Erenumab (Aimovig®) ist ein Medikament aus der Gruppe der Antikörper, das Mediziner bei schwerer Migräne verschreiben, wenn ursprüngliche Mittel nicht helfen. Es wird alle vier Wochen als Spritze unter die Haut gesetzt und scheint kaum Nebenwirkungen zu haben. Noch ist es relativ neu auf dem Markt (Stand 2019).

Was für ein Migräne-Medikament ist Erenumab (Aimovig®)?

Erenumab (Aimovig®) ist ein Antikörper. Hier handelt es sich um Eiweißmoleküle, die so aufgebaut sind, dass sie hochspezifisch nach dem Schlüssel-Schloss-Prinzip an körpereigene Eiweißmoleküle andocken können und darüber in Krankheitsabläufe eingreifen.

Ärzte wählen dieses noch neue Mittel (Stand 2019), wenn Betroffene trotz verschiedenster Arzneistoffe weiterhin unter zahlreichen Kopfschmerzattacken leiden.
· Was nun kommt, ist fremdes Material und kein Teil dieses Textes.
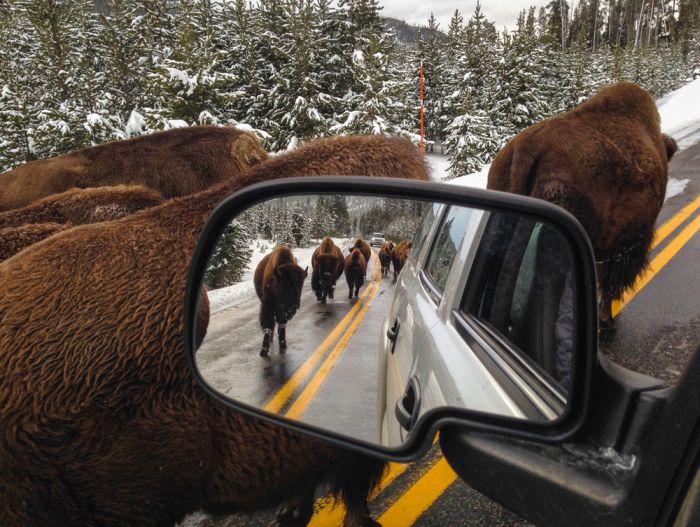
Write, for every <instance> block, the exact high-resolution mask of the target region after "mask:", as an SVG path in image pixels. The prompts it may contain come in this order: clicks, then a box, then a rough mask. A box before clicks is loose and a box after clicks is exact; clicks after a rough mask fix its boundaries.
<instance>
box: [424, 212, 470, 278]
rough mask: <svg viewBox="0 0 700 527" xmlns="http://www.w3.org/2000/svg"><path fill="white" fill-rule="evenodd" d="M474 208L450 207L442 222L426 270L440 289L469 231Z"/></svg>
mask: <svg viewBox="0 0 700 527" xmlns="http://www.w3.org/2000/svg"><path fill="white" fill-rule="evenodd" d="M471 214H472V209H469V208H465V207H450V209H449V210H448V211H447V213H446V214H445V216H444V217H443V219H442V222H441V223H440V227H439V229H438V232H437V235H436V236H435V241H434V242H433V247H432V249H431V251H430V254H429V255H428V259H427V261H426V263H425V272H426V274H427V275H428V276H429V277H430V278H431V279H432V281H433V283H434V285H435V286H437V288H438V289H439V290H440V291H444V289H445V284H446V283H447V276H448V275H449V273H450V268H451V267H452V262H453V260H454V257H455V255H456V254H457V249H458V248H459V246H460V244H461V242H462V238H463V237H464V233H465V232H466V231H467V226H468V223H469V218H470V216H471Z"/></svg>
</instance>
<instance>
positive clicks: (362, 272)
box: [345, 247, 367, 298]
mask: <svg viewBox="0 0 700 527" xmlns="http://www.w3.org/2000/svg"><path fill="white" fill-rule="evenodd" d="M366 274H367V260H365V257H364V255H363V254H362V251H360V249H358V248H357V247H356V248H354V249H353V250H352V252H351V253H350V254H348V255H347V256H346V257H345V280H346V281H347V282H348V298H352V296H353V293H352V292H353V289H354V290H355V298H357V295H358V294H359V292H360V287H362V284H364V283H365V275H366Z"/></svg>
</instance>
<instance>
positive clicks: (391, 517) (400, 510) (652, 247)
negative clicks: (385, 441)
mask: <svg viewBox="0 0 700 527" xmlns="http://www.w3.org/2000/svg"><path fill="white" fill-rule="evenodd" d="M698 208H700V196H697V197H696V198H695V199H694V200H693V201H692V202H691V203H689V204H688V205H686V206H685V207H683V208H682V209H681V210H680V211H679V212H677V213H676V214H675V215H674V216H672V217H671V218H670V219H669V220H668V221H666V222H665V223H664V224H663V225H662V226H661V227H659V228H658V229H657V230H656V232H655V234H654V241H653V243H652V249H654V248H656V247H657V246H658V245H660V244H661V242H662V241H663V240H665V239H666V238H667V237H668V236H669V235H670V234H671V233H673V232H675V231H676V229H678V227H680V226H681V225H682V224H683V223H685V222H686V221H687V220H688V219H689V218H690V217H691V216H692V215H693V214H694V213H695V212H696V211H697V210H698ZM698 230H700V215H698V216H696V217H695V218H694V219H693V220H692V221H691V222H690V223H689V224H688V225H686V226H685V227H684V228H683V230H681V232H679V233H678V235H677V236H676V237H675V238H673V240H671V241H670V242H669V243H668V244H667V245H666V247H664V248H663V249H662V250H661V251H659V253H658V254H657V255H656V256H655V257H654V258H653V259H652V261H651V263H650V265H649V269H648V270H647V271H646V272H645V273H643V274H642V275H641V276H640V277H639V278H638V279H637V281H636V282H635V284H634V287H633V288H632V289H631V291H630V292H628V293H627V294H625V295H624V296H623V298H622V299H621V300H620V301H618V302H614V303H613V315H617V314H618V313H619V312H620V310H621V309H622V308H623V307H624V306H625V305H627V303H629V302H630V300H632V298H634V296H635V295H636V294H637V293H639V291H641V290H642V289H643V288H644V287H645V286H646V285H647V284H648V283H649V282H650V281H651V280H652V278H653V277H654V276H656V275H657V274H658V273H659V271H661V269H662V268H663V267H664V266H665V265H666V264H667V263H668V262H669V261H670V260H671V259H672V258H673V257H674V256H675V255H676V254H677V253H678V251H680V249H681V248H682V247H683V246H684V245H685V244H686V243H687V242H688V241H689V240H690V239H691V238H692V237H693V236H694V235H695V234H696V233H697V232H698ZM389 465H390V466H389V471H388V472H387V474H386V475H385V477H384V479H383V480H382V482H381V483H380V486H379V490H378V491H381V490H382V489H384V488H386V487H388V486H389V485H390V484H391V483H392V482H393V481H394V479H396V478H397V477H398V476H399V475H400V474H401V473H403V472H404V471H405V470H406V469H407V467H408V466H409V465H400V464H398V463H390V464H389ZM456 480H457V475H456V474H455V472H454V471H453V470H452V469H451V468H450V466H449V464H448V463H447V461H446V460H445V459H444V458H443V457H442V456H440V457H438V459H437V461H435V462H434V463H433V464H432V465H431V466H430V467H429V468H428V470H427V471H426V472H425V473H424V474H423V475H422V476H421V477H420V478H419V479H418V480H417V481H416V482H415V483H414V484H413V485H411V487H409V488H408V489H407V490H406V491H405V492H404V493H403V494H401V495H400V496H399V498H398V499H397V500H396V501H395V502H394V503H393V504H392V505H391V506H390V507H389V508H388V509H387V510H386V511H385V512H384V513H383V514H382V516H381V517H380V518H379V522H380V523H381V524H382V525H385V526H386V527H392V526H405V525H411V524H413V523H414V522H415V521H416V520H417V519H418V518H419V517H420V515H421V514H423V513H424V512H425V511H427V510H428V508H429V507H430V506H431V505H432V504H433V503H434V502H435V500H437V499H438V498H439V497H440V496H441V495H442V493H443V492H445V491H446V490H447V488H448V487H449V486H450V485H452V483H454V482H455V481H456ZM344 512H345V511H344V508H343V507H342V505H340V504H339V505H338V506H337V507H336V508H335V509H331V508H330V506H325V507H323V508H321V509H320V510H319V511H317V513H316V514H315V515H314V517H313V518H312V520H311V523H310V524H309V525H312V526H314V527H325V526H331V525H332V526H339V525H341V524H342V518H343V514H344Z"/></svg>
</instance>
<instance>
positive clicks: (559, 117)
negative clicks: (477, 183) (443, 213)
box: [488, 82, 677, 328]
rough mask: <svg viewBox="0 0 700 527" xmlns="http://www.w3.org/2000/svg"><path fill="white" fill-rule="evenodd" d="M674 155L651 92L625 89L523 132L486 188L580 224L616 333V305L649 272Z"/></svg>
mask: <svg viewBox="0 0 700 527" xmlns="http://www.w3.org/2000/svg"><path fill="white" fill-rule="evenodd" d="M676 148H677V147H676V145H675V141H673V139H671V138H670V137H667V136H664V135H662V134H661V131H660V128H659V114H658V111H657V109H656V105H655V104H654V100H653V99H652V98H651V96H650V95H649V93H647V92H646V91H645V90H643V89H642V88H640V87H639V86H638V85H636V84H634V83H632V82H620V83H618V84H615V85H613V86H608V87H605V88H603V89H601V90H600V91H599V92H598V93H596V94H595V95H593V96H592V97H591V98H589V99H588V100H586V101H584V102H583V103H581V104H580V105H578V106H577V107H576V108H574V109H573V110H570V111H568V112H566V113H564V114H562V115H559V116H556V117H553V118H551V119H547V120H545V121H542V122H540V123H537V124H535V125H533V126H530V127H529V128H527V129H525V130H524V131H522V132H521V133H520V134H518V135H517V136H515V137H514V138H513V139H511V141H510V142H509V143H508V144H507V145H506V146H505V147H504V148H503V149H502V150H501V151H500V152H499V153H498V155H497V156H496V158H495V159H494V161H493V164H492V165H491V169H490V171H489V175H488V188H489V189H495V190H503V191H506V192H513V193H516V194H524V195H528V196H533V197H536V198H540V199H544V200H547V201H550V202H552V203H556V204H557V205H559V206H561V207H563V208H565V209H567V210H568V211H569V212H571V213H572V214H573V215H574V216H576V218H577V219H578V220H579V221H580V222H581V224H582V225H583V227H584V228H585V230H586V232H587V233H588V236H589V237H590V239H591V242H592V244H593V248H594V250H595V255H596V260H597V265H598V280H599V293H600V303H599V318H600V321H601V327H602V328H605V327H608V328H611V327H612V326H613V321H612V312H611V303H612V300H613V299H616V298H620V297H621V296H622V293H623V292H624V291H625V290H626V289H628V288H629V287H631V286H632V285H633V284H634V281H635V278H636V277H637V276H638V275H639V273H640V272H641V271H642V270H644V268H645V267H646V266H647V261H648V260H647V259H648V254H649V250H650V245H651V241H652V237H653V233H654V222H655V221H656V217H657V215H658V214H659V211H660V210H661V206H662V205H663V201H664V194H665V189H666V181H667V179H668V160H669V159H670V157H671V156H672V155H673V153H674V152H675V151H676Z"/></svg>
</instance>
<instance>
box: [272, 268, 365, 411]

Neu und einzigartig an Aimovig® ist, dass es speziell für die Migräne entwickelt wurde und direkt in den Entstehungsprozess der Kopfschmerzen eingreift. Alle bisherigen Arzneien hingegen wirken zwar bei Migräne, wurden aber ursprünglich nicht speziell hierfür konzipiert.

Antikörper gegen Migräne

Bei der Entstehung von Migräne spielt das sogenannte CGRP (Calcitonin Gene-Related Peptide) die Hauptrolle. Dieser Eiweißstoff verändert über spezielle Andockstellen die Gefäßspannung und kann so zu Kopfschmerzen führen. Bei Menschen mit Migräne sind seine Werte im akuten Anfall und bei chronischer Erkrankung auch dauerhaft erhöht. Bei den Betroffenen ist somit zu viel CGRP im Umlauf. Forscher konnten zeigen, dass die Werte bei akuten Schmerzen ansteigen und nach der Attacke wieder abfallen.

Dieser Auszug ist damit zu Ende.